The implications for Wednesday's match
The Fire are in more of a “win-now” mode, a team built on veterans and replete with MLS experience acquired over the past two years. No one is more symbolic of that rebuilding effort than McCarty, who earned a place for himself with the US men's national team this year after a dozen years in the league.
The Fire are the higher seed, the home team, and the pressure is on them.
The McCarty trade was always about the immediate future for this Fire squad. But the Red Bulls team that traded him away did so for other reasons.
Listen to RBNY head coach Jesse Marsch talk and it is clear that he loved McCarty and valued him as a captain and in his starting XI. But the Red Bulls boss also valued the emerging talent in Davis and Adams, two players who brought plenty of upside as well as significantly less of a hit on the salary budget.
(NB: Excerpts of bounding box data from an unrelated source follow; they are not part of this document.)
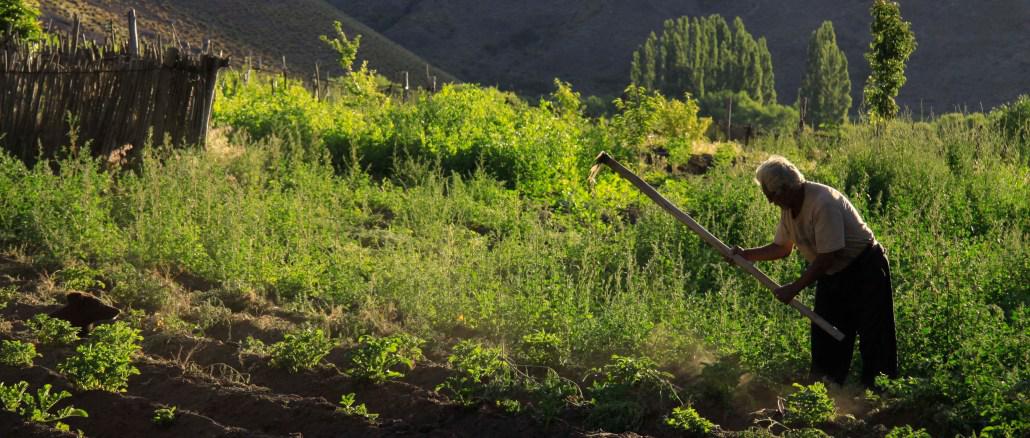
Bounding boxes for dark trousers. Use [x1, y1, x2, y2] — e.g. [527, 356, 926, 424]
[812, 244, 898, 386]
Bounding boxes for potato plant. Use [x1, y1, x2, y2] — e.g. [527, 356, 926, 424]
[0, 339, 40, 368]
[25, 313, 79, 345]
[269, 328, 335, 373]
[58, 322, 143, 393]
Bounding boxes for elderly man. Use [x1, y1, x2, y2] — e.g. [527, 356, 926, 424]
[733, 156, 897, 386]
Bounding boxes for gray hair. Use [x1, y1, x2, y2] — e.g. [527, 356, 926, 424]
[755, 156, 804, 194]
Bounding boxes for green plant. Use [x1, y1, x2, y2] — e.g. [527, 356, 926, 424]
[347, 334, 422, 383]
[783, 381, 836, 428]
[886, 425, 931, 438]
[436, 339, 515, 406]
[523, 369, 583, 425]
[150, 406, 178, 428]
[799, 21, 851, 128]
[494, 399, 522, 415]
[58, 322, 143, 393]
[336, 393, 379, 423]
[0, 0, 43, 41]
[55, 264, 106, 291]
[863, 0, 916, 120]
[0, 339, 40, 368]
[269, 327, 335, 373]
[240, 336, 270, 356]
[587, 355, 682, 432]
[0, 381, 90, 432]
[0, 285, 18, 309]
[665, 406, 716, 436]
[519, 330, 569, 368]
[318, 22, 362, 72]
[25, 313, 78, 345]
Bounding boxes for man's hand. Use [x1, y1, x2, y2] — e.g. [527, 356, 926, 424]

This year wasn’t a total rebuild for the Red Bulls in the way that last year was for Chicago. Yet, New York made it clear early on that they were willing to take their lumps as they pursued a youth movement which also saw the emergence of center back 25-year-old Aaron Long and 21-year-old Panamanian right back Michael Murillo.
“If I reflect back on it, [trading McCarty] was always a hard thing to do, it’s still a hard thing to think about it," Marsch told MLSsoccer.com. "It was, for me, the right thing to do. To see the way Sean Davis and Tyler Adams have blossomed this year, I think has made me feel good about the fact that we need to make room for those two guys."
Marsch doesn’t see Wednesday night’s match as potential validation for the Red Bulls' decision to trade McCarty. Instead, he sees it as have to do “with each club trying to do whatever it can to go after a championship.”
And the Red Bulls, even as the No. 6 seed, believe they have as good a shot at Chicago, especially after closing out the regular season with seven points from their last three matches and a single goal conceded. Their young players are coalescing and maturing. A run to the US Open Cup final, while ending in defeat, was also useful for this team along the way.
But the Red Bulls will definitely be the underdog at Toyota Park against their former captain, and they might even be a season away from getting back to making regular runs at both the Supporters' Shield and MLS Cup. The Fire, however, are built to make a run at tthe title now and over the next season or two.
Two very different teams with two very different seasons, all encapsulated in one big offseason trade that everyone is still talking about.